Chains of responsibility
Campbell, however, thinks it will take a lot more than a voluntary toolkit to change corporate behavior. “The Department of Labor should be telling companies not to do this, not just saying ‘It’s a good idea not to do this,’” he says.
A relatively easy way to drive change, he suggests, would be for the federal government—the world’s largest purchaser of goods and services—to aggressively leverage government purchasing power to expose and improve corporate supply chain practices. Activists cheered a September 2012 White House executive order requiring companies in industries associated with trafficking to adopt safeguards and guidance to avoid it.

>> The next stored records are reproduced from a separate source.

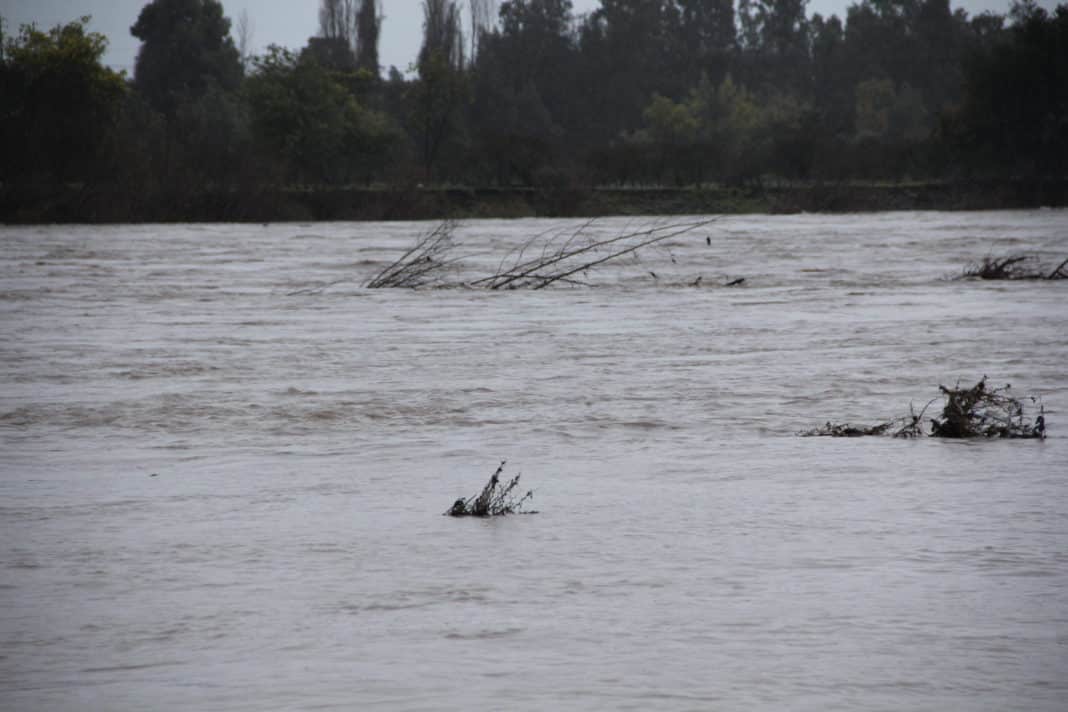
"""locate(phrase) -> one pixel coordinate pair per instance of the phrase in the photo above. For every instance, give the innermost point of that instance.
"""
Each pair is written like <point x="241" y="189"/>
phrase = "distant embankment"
<point x="73" y="204"/>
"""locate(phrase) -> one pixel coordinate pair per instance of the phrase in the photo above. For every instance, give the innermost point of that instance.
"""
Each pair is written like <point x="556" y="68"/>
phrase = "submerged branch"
<point x="968" y="412"/>
<point x="495" y="500"/>
<point x="1011" y="268"/>
<point x="560" y="257"/>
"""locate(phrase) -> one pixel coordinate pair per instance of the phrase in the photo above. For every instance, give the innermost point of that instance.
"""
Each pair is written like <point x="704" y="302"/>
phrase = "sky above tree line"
<point x="291" y="22"/>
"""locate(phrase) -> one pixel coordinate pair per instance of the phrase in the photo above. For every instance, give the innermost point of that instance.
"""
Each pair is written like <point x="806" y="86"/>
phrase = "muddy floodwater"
<point x="223" y="464"/>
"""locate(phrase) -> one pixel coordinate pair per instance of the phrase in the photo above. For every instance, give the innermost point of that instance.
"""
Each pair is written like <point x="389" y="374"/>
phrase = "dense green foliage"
<point x="639" y="92"/>
<point x="59" y="104"/>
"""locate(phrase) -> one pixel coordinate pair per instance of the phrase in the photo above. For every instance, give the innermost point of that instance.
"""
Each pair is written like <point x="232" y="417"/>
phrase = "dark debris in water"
<point x="495" y="499"/>
<point x="978" y="411"/>
<point x="1014" y="267"/>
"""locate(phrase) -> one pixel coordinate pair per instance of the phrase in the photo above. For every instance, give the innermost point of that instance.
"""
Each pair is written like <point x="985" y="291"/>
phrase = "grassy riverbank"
<point x="78" y="204"/>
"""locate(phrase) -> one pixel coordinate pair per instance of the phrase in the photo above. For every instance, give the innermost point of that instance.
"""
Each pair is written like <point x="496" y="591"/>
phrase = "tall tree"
<point x="186" y="48"/>
<point x="708" y="35"/>
<point x="441" y="85"/>
<point x="338" y="20"/>
<point x="59" y="103"/>
<point x="367" y="26"/>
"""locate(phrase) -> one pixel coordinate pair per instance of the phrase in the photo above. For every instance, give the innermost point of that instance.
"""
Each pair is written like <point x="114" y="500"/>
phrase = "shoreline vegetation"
<point x="530" y="108"/>
<point x="30" y="204"/>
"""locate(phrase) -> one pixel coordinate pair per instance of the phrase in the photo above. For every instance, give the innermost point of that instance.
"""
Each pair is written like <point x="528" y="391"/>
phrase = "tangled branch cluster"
<point x="968" y="412"/>
<point x="540" y="262"/>
<point x="1011" y="268"/>
<point x="493" y="500"/>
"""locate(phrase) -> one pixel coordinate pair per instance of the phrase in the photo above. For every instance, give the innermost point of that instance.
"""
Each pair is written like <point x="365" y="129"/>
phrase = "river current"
<point x="223" y="463"/>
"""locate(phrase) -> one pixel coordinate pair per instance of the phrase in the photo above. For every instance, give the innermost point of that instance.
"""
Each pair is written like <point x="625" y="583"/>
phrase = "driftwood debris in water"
<point x="985" y="412"/>
<point x="423" y="265"/>
<point x="495" y="499"/>
<point x="968" y="412"/>
<point x="1012" y="267"/>
<point x="543" y="260"/>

The order still hasn’t been implemented; the government has one year to do so. Campbell hopes that the DOL will “use the authority granted in the executive order” to require federal contractors to submit reports detailing their supply chain. But the Labor Department's Biel says that requiring such reports is beyond the scope of the executive order.

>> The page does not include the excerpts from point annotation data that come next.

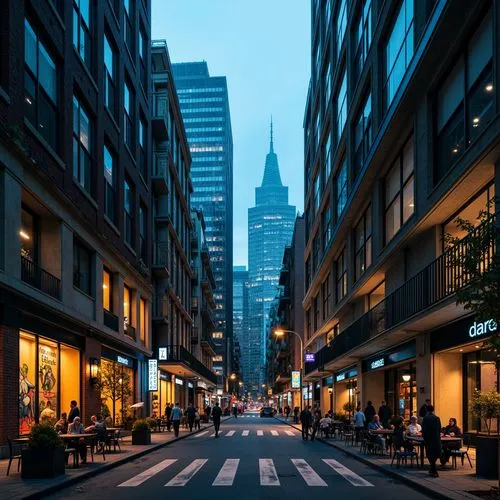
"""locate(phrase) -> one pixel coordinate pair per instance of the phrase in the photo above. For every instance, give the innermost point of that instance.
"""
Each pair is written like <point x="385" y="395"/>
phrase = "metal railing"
<point x="35" y="276"/>
<point x="441" y="279"/>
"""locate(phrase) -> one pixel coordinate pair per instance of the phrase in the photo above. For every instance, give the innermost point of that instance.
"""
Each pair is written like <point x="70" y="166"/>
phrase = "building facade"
<point x="270" y="227"/>
<point x="205" y="110"/>
<point x="75" y="253"/>
<point x="401" y="138"/>
<point x="176" y="282"/>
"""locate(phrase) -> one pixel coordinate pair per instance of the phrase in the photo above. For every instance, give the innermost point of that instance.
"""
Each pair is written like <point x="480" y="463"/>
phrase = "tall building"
<point x="75" y="252"/>
<point x="270" y="227"/>
<point x="240" y="315"/>
<point x="401" y="133"/>
<point x="205" y="110"/>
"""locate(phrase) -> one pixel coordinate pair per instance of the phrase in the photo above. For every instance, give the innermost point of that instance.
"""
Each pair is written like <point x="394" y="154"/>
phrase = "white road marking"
<point x="147" y="474"/>
<point x="268" y="476"/>
<point x="346" y="473"/>
<point x="187" y="474"/>
<point x="226" y="475"/>
<point x="308" y="474"/>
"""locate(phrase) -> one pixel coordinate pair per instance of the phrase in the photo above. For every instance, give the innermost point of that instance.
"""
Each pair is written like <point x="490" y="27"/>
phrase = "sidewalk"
<point x="13" y="487"/>
<point x="451" y="483"/>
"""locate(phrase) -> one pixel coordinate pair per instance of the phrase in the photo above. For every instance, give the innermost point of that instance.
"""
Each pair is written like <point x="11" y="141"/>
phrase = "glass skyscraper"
<point x="205" y="111"/>
<point x="270" y="228"/>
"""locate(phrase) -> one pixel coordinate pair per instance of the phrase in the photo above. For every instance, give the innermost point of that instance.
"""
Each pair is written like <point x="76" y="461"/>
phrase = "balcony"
<point x="37" y="277"/>
<point x="159" y="176"/>
<point x="180" y="361"/>
<point x="432" y="285"/>
<point x="161" y="259"/>
<point x="160" y="115"/>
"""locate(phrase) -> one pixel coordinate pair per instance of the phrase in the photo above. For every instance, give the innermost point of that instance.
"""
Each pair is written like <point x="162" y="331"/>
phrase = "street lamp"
<point x="280" y="332"/>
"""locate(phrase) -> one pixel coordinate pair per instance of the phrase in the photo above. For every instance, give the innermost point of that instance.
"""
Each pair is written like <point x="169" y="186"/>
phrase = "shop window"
<point x="399" y="192"/>
<point x="40" y="87"/>
<point x="466" y="100"/>
<point x="363" y="243"/>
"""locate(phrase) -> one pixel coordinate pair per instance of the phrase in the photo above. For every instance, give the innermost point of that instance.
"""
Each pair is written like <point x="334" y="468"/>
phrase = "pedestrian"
<point x="216" y="414"/>
<point x="190" y="414"/>
<point x="74" y="411"/>
<point x="431" y="432"/>
<point x="306" y="421"/>
<point x="176" y="418"/>
<point x="384" y="412"/>
<point x="369" y="413"/>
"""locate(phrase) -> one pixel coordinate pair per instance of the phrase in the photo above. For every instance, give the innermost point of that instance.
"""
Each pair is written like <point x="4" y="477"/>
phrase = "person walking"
<point x="216" y="414"/>
<point x="176" y="418"/>
<point x="431" y="432"/>
<point x="306" y="421"/>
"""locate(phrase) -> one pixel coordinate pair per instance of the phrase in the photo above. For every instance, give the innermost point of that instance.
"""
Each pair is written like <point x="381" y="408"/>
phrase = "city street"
<point x="253" y="458"/>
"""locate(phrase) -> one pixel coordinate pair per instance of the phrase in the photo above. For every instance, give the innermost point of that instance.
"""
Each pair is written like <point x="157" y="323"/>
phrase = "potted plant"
<point x="141" y="432"/>
<point x="485" y="405"/>
<point x="44" y="456"/>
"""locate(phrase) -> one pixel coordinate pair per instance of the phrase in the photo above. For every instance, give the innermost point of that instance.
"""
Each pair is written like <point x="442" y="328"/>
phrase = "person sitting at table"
<point x="76" y="427"/>
<point x="451" y="430"/>
<point x="61" y="425"/>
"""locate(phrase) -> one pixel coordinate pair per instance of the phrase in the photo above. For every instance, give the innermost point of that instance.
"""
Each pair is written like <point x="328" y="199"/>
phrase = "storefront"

Aside from wanting more aggressive enforcement of existing laws and more transparent procurement practices, Campbell sees a fundamental obstacle to systemic supply chain change: Both companies and the U.S. government view foreign governments, not multinationals, as the main force that can curtail forced labor and child labor. (The toolkit states that the “the responsibility for addressing root causes is that of governments.”)
Biel emphasizes that the department has no authority to demand that corporations improve foreign factory conditions, so it focuses on pushing other governments to enact and enforce laws and regulations.
To that end, corporations and the U.S. government give money to support foreign programs that both advocate for better worker protections and directly intervene to rescue forced and child laborers. The Labor Department is currently spending $200 million on anti-child labor projects in 50 countries. It says its projects have rescued 1.5 million children from exploitative labor since 1995.
However, the DOL is up against a global race to the bottom. Foreign governments have an incentive to loosen business regulations and labor standards in order to attract multinationals.
In a better world, Campbell argues, the companies that create and sustain dirty supply chains would be held primarily responsible for cleaning them up. “The root cause of forced labor and child labor, to a large degree, is poverty. Companies are going to say, we’re not responsible for the world’s poverty. My response is: You are responsible for the people your business touches.”